Machines and metaphors

A passing reference to Paul Ormerod in this post on Stumbling and Mumbling made me go and have a quick flick through my copy of Why Most Things Fail. I found it quite a challenging read, as he is very sceptical about the record of social democracy. But to be honest I have quite a bit of sympathy with the general pitch that it's very difficult to plot a successful course of action given an unknowable future. There's a great bit early on where he translates a statement from a director of GM about a new launch as basically stating "Our new product model might do well, or it might not. We don't know."

But the bit I was reminded of when flicking through the book last night was this nice little para late on where Ormerod is describing Hayek's views:

The visions of the world articulated by orthodox economics and by Hayek are fundamentally different. Conventional theory describes a highly structured mechanical system. Both the economy and society are in essence giant machines, whose behaviour can be controlled and predicted. Hayek's view is much more rooted in biology. Individual behaviour is not fixed, like a screw or cog in a machine is, but evolves in response to the behaviour of others. Control and prediction of the system as a whole is simply not possible.


The bit I really like is the reference seeing systems as machines. I think this is a widespread and fundamental misconception. In my bit of the world I think it plagues some attempts at systemic reform. I think that there is an implicit assumption, for example, that the investor-company relationship would function radically differently if only different information was being fed into the machine.

(Incidentally this is another reason why I continue to think that the unions could be a serious force here. There has always been an element of scepticism on the unions' part about SRI because of its failure to address labour issues effectively.
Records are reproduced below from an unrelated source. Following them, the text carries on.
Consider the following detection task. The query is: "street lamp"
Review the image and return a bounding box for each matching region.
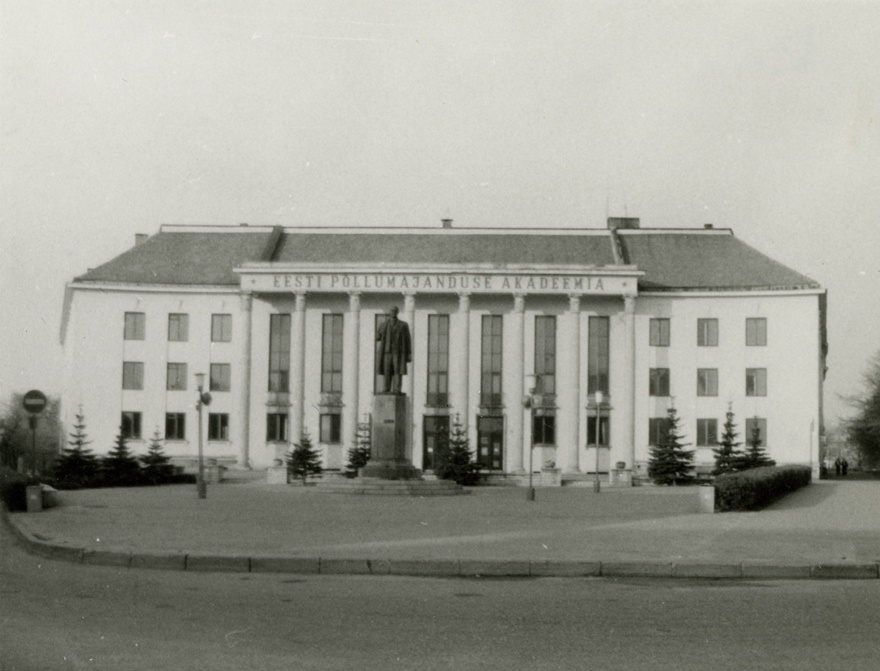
[196,373,211,499]
[593,390,605,494]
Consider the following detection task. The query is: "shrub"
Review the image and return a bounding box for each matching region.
[715,466,812,511]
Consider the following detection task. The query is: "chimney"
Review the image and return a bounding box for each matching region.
[608,217,639,231]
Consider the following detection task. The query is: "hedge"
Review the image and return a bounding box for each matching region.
[715,466,812,511]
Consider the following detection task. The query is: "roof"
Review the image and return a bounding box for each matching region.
[76,226,819,291]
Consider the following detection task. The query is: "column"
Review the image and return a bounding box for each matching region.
[287,292,306,443]
[236,292,254,468]
[505,296,529,473]
[458,294,471,435]
[624,296,636,472]
[342,291,361,445]
[556,295,581,473]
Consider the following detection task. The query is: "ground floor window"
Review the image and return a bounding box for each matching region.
[208,412,229,440]
[477,416,504,471]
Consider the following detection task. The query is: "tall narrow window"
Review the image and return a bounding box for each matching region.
[697,319,718,347]
[587,317,610,394]
[480,315,503,408]
[269,315,290,392]
[427,315,449,407]
[125,312,147,340]
[746,317,767,347]
[649,319,669,347]
[746,368,767,396]
[211,315,232,342]
[168,313,189,342]
[648,368,669,396]
[697,368,718,396]
[535,317,556,394]
[321,315,342,394]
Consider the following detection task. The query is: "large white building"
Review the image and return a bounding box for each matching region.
[61,218,827,482]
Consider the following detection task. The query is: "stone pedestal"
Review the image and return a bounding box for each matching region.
[360,394,422,480]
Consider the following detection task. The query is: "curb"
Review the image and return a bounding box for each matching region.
[0,508,880,580]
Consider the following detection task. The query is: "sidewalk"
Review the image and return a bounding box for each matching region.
[9,480,880,578]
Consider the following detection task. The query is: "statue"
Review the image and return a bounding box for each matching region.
[376,306,412,394]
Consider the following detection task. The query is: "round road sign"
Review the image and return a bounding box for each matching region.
[21,389,46,415]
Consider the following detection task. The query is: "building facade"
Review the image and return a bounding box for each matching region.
[61,219,827,482]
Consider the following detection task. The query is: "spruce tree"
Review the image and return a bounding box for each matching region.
[712,407,743,475]
[54,407,98,487]
[287,432,323,484]
[101,426,141,487]
[346,422,373,477]
[434,415,480,486]
[742,418,776,468]
[648,407,694,485]
[140,429,174,485]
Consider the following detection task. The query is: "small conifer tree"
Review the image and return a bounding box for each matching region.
[140,428,174,485]
[434,415,480,486]
[712,407,743,475]
[54,407,98,487]
[101,426,141,487]
[648,407,694,485]
[287,432,323,484]
[742,418,776,469]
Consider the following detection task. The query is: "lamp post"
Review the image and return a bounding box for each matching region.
[593,391,604,494]
[196,373,211,499]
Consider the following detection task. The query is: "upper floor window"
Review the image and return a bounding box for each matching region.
[535,317,556,394]
[649,318,669,347]
[168,313,189,342]
[211,315,232,342]
[746,317,767,347]
[124,312,147,340]
[697,319,718,347]
[321,315,343,394]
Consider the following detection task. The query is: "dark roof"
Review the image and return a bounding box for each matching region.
[620,230,819,291]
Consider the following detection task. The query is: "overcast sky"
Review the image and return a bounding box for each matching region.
[0,0,880,423]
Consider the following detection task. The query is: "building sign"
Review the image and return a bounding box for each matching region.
[242,272,636,295]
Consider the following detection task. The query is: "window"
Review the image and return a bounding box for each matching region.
[587,317,610,394]
[697,419,718,447]
[321,315,342,394]
[532,415,556,445]
[208,412,229,440]
[125,312,147,340]
[266,412,287,443]
[743,417,767,447]
[165,363,186,391]
[649,319,669,347]
[165,412,186,440]
[648,368,669,396]
[746,368,767,396]
[122,361,144,390]
[535,317,556,396]
[648,417,669,445]
[122,411,141,440]
[210,363,232,391]
[697,319,718,347]
[211,315,232,342]
[480,315,503,408]
[587,415,611,447]
[426,315,449,407]
[269,315,290,392]
[746,317,767,347]
[168,314,189,342]
[320,413,342,445]
[697,368,718,396]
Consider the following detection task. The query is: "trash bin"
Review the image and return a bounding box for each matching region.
[25,485,43,513]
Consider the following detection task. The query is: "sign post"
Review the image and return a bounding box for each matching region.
[21,389,47,475]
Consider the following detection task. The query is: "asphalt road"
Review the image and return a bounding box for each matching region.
[0,528,880,671]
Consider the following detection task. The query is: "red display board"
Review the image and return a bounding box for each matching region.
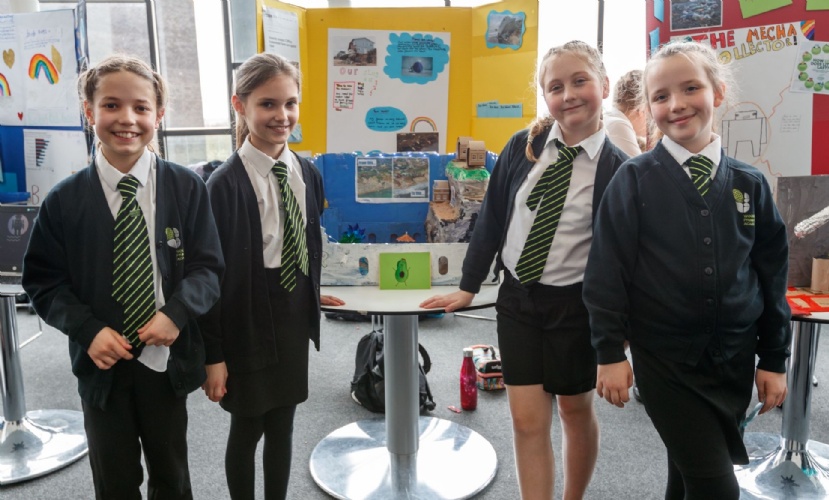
[645,0,829,175]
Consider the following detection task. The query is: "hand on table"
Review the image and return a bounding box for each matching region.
[320,295,345,306]
[420,290,475,312]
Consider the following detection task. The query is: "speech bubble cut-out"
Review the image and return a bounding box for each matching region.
[366,106,409,132]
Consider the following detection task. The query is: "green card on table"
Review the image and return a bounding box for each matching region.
[380,252,432,290]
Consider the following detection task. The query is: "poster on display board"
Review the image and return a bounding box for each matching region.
[673,20,815,188]
[327,28,450,153]
[791,42,829,94]
[0,10,81,127]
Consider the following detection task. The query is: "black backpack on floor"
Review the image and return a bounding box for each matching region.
[351,330,435,413]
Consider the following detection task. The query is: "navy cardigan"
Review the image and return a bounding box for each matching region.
[23,158,224,408]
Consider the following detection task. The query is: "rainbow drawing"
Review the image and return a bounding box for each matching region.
[409,116,438,132]
[800,19,815,40]
[0,73,12,97]
[29,54,59,85]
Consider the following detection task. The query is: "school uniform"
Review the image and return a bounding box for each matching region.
[460,124,627,395]
[201,141,324,416]
[23,151,224,498]
[584,137,791,477]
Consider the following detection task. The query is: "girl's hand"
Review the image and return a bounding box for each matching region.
[138,311,179,347]
[754,368,789,415]
[86,327,133,370]
[206,361,227,403]
[320,295,345,306]
[420,290,475,312]
[596,360,633,408]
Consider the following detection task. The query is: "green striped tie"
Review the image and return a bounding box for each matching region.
[271,161,308,292]
[515,140,582,285]
[685,155,714,196]
[112,175,155,355]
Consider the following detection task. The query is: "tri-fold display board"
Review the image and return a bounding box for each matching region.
[258,0,538,154]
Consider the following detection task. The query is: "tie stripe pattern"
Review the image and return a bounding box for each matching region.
[112,175,155,354]
[685,155,714,196]
[271,161,308,292]
[515,141,582,285]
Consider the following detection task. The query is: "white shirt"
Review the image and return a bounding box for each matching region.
[602,107,642,158]
[95,148,170,372]
[662,133,722,179]
[239,138,308,269]
[501,123,605,286]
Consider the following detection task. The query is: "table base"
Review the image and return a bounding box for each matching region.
[734,432,829,500]
[311,417,498,500]
[0,410,88,484]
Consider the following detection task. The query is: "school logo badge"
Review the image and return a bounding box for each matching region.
[731,189,754,226]
[164,227,184,262]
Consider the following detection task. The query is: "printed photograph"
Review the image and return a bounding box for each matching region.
[332,36,377,66]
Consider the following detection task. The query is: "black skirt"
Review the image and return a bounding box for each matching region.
[220,269,314,417]
[631,344,754,478]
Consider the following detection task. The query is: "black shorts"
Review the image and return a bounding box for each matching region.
[495,272,596,396]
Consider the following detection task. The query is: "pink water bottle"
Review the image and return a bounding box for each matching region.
[461,347,478,411]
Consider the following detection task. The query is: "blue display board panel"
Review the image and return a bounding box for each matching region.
[314,152,497,243]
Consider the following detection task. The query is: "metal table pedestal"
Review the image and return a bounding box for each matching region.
[310,315,497,500]
[0,290,87,485]
[735,319,829,500]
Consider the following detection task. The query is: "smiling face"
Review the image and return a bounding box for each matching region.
[83,71,164,173]
[233,75,299,158]
[541,52,610,145]
[645,55,725,153]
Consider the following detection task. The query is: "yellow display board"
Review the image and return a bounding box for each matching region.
[257,0,538,154]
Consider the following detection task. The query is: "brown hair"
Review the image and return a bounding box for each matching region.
[78,54,169,152]
[234,53,302,148]
[525,40,607,161]
[613,69,642,113]
[78,54,168,111]
[640,42,736,115]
As a result they have often gone off and done their own thing, often quite successfully. Union investor activism can be successful (in my view) because it has immediate goals, rather than a systemic approach. Unions still need to have a view on the systemic issues, but seem to get less bogged down in this area than SRI proponents.)

More broadly I think this conception of systems as machines is further evidence of the way we attracted to certain ideas and ways of viewing the world. Seeing systems as machines is comfortable because it implies that control is possible, and that you can have an idea of what the system working well looks like (and therefore how to achieve good results). I think these little short-cuts we use to describe bits of the world must have a fairly significant influence on how we understand it too.
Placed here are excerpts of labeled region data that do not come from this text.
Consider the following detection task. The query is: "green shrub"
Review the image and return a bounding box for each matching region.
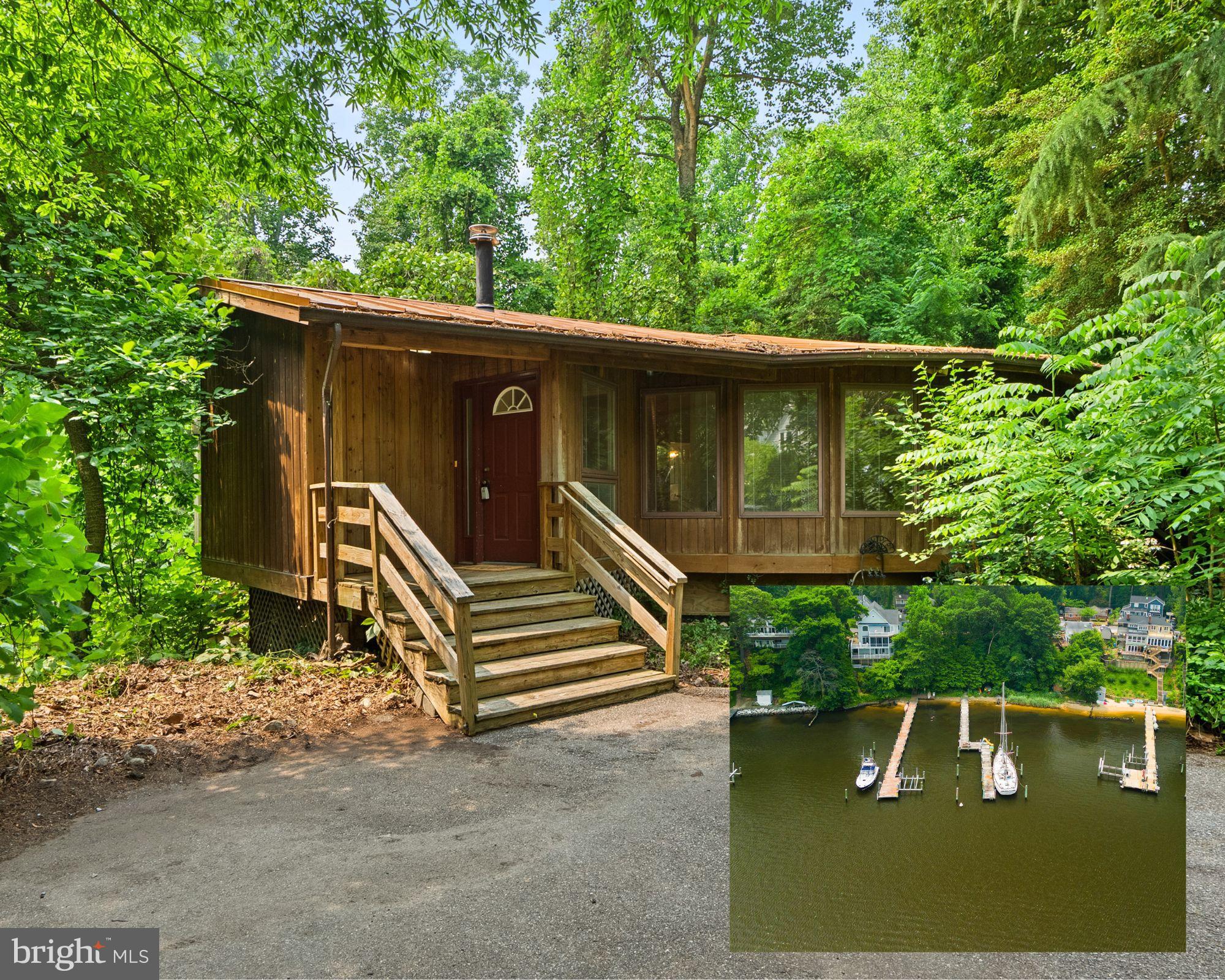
[681,616,731,670]
[0,398,94,722]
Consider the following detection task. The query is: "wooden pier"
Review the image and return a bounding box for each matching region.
[957,697,995,800]
[1098,704,1160,793]
[1122,704,1159,793]
[957,697,974,753]
[876,697,919,800]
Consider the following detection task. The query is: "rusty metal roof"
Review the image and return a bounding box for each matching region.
[201,279,1034,360]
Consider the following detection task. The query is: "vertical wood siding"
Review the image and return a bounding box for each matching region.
[200,312,309,575]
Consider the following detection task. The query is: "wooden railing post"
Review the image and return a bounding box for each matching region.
[453,601,477,735]
[366,490,383,611]
[540,483,554,568]
[664,582,685,677]
[310,486,323,583]
[561,497,575,572]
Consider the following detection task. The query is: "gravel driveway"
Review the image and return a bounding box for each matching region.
[0,688,1225,978]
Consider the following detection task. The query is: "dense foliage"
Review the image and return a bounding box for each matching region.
[897,240,1225,586]
[0,398,94,722]
[730,586,1122,708]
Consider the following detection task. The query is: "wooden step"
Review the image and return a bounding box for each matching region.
[477,669,676,731]
[425,643,647,704]
[409,565,575,603]
[407,616,621,670]
[387,592,595,639]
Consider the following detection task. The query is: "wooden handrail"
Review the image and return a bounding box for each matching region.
[310,481,477,733]
[565,480,688,583]
[540,481,687,676]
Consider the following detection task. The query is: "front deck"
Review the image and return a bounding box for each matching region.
[312,484,684,734]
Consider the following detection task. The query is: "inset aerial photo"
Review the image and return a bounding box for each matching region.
[730,586,1186,952]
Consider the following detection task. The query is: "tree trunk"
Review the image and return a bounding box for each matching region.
[673,82,701,330]
[64,412,107,632]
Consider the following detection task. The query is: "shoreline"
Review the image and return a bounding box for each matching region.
[729,695,1187,725]
[919,695,1187,724]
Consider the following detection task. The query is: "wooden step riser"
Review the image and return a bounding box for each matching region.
[403,595,595,639]
[447,652,647,706]
[477,676,676,731]
[409,575,575,603]
[412,622,619,670]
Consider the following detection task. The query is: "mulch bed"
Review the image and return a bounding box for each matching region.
[0,658,419,860]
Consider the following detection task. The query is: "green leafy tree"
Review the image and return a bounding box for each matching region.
[735,36,1024,345]
[354,49,554,312]
[1060,659,1106,701]
[528,0,848,327]
[777,586,864,708]
[899,0,1225,322]
[728,586,778,701]
[0,397,97,722]
[897,243,1225,593]
[1185,595,1225,731]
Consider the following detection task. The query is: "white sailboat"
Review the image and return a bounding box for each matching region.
[855,755,881,789]
[991,684,1017,796]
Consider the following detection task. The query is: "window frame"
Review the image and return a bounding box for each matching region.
[838,381,915,517]
[736,381,829,521]
[638,385,725,521]
[578,372,621,484]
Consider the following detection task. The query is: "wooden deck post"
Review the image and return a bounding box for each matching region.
[366,490,383,611]
[664,582,685,677]
[453,603,477,735]
[540,483,556,568]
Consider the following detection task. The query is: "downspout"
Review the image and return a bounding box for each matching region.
[323,323,341,657]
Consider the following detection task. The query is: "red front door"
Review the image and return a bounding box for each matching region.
[456,374,540,564]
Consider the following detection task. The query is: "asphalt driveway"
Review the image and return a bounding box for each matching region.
[0,688,1225,978]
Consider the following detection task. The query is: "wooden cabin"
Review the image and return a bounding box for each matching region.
[201,256,1044,734]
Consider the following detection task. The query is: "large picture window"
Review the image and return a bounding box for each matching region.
[741,388,821,514]
[843,388,911,513]
[643,388,719,514]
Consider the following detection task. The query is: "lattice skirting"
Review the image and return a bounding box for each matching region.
[247,589,327,654]
[575,568,642,620]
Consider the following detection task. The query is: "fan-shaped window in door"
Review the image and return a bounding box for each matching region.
[494,385,532,415]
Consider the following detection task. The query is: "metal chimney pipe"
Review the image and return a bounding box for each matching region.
[468,224,497,310]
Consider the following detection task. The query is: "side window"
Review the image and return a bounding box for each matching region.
[740,388,821,516]
[582,375,617,511]
[843,388,911,513]
[642,388,719,514]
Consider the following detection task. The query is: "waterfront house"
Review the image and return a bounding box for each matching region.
[850,595,902,669]
[1060,616,1112,643]
[201,225,1040,733]
[746,620,794,650]
[1123,595,1165,616]
[1116,595,1177,663]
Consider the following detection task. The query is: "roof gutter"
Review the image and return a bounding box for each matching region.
[300,307,1042,372]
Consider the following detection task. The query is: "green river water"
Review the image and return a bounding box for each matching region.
[730,702,1187,952]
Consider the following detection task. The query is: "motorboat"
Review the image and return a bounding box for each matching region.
[855,756,881,789]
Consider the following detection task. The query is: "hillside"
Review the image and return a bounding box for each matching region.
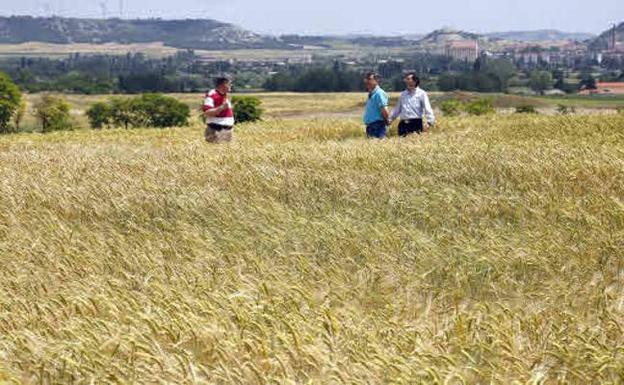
[485,29,595,42]
[0,95,624,385]
[589,22,624,50]
[418,29,483,45]
[0,16,288,49]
And with that in mind, my next book purchase is going to be this.

4 comments:

Nick Drew said...

i may be back to you on this one Tom, but it's the w/end now ...

Tom P said...

I'm all ears!

Nick Drew said...

nothing earth-shattering !

you are IMO right that machine-metaphors abound, and lots of folk have inveighed against them (Ryle, Taleb ...)

and are (sometimes) too simplistic, and worse, may be fundamentally misleading

although probably more through incompleteness than utter uselessness - just as in physics when a wave-metaphor runs out of steam and a particle-metaphor (/model) is needed: but both are illuminating the same phenomena, and both have their uses

but for practical purposes we do need models. One of the wisest things ever said to me in a practical context was by a chap with no formal education beyond the age of 16, whose work depended citically (potentially life'n'death) on his being very much on the ball with understanding + predicting people's behaviour, & he said

the key is to divide people into enough categories to do them justice, but not so many that you lose sight of the similarities

(& his goals were 100% functional - no ethical overtones in the use of 'justice' here)

Tom P said...

I've never read any Ryle, maybe I should give it a bash.

I think you're right that metaphors actually play a useful role too. Otherwise how would we ever be able to transfer insights from one scenario to another that differs only in appearance.

The machine metaphor bothers me particularly when it is applied to scenarios involving human interaction. There is a tendency to characterise people as objects who will inevitably follow a certain path if a certain force/incentive is applied to them (or not).

btw I realise that a lot of the time the things I get most annoyed about are those that I suffer from myself. I'm sometimes think that blogging for me is a bit like arguing with a younger version of myself!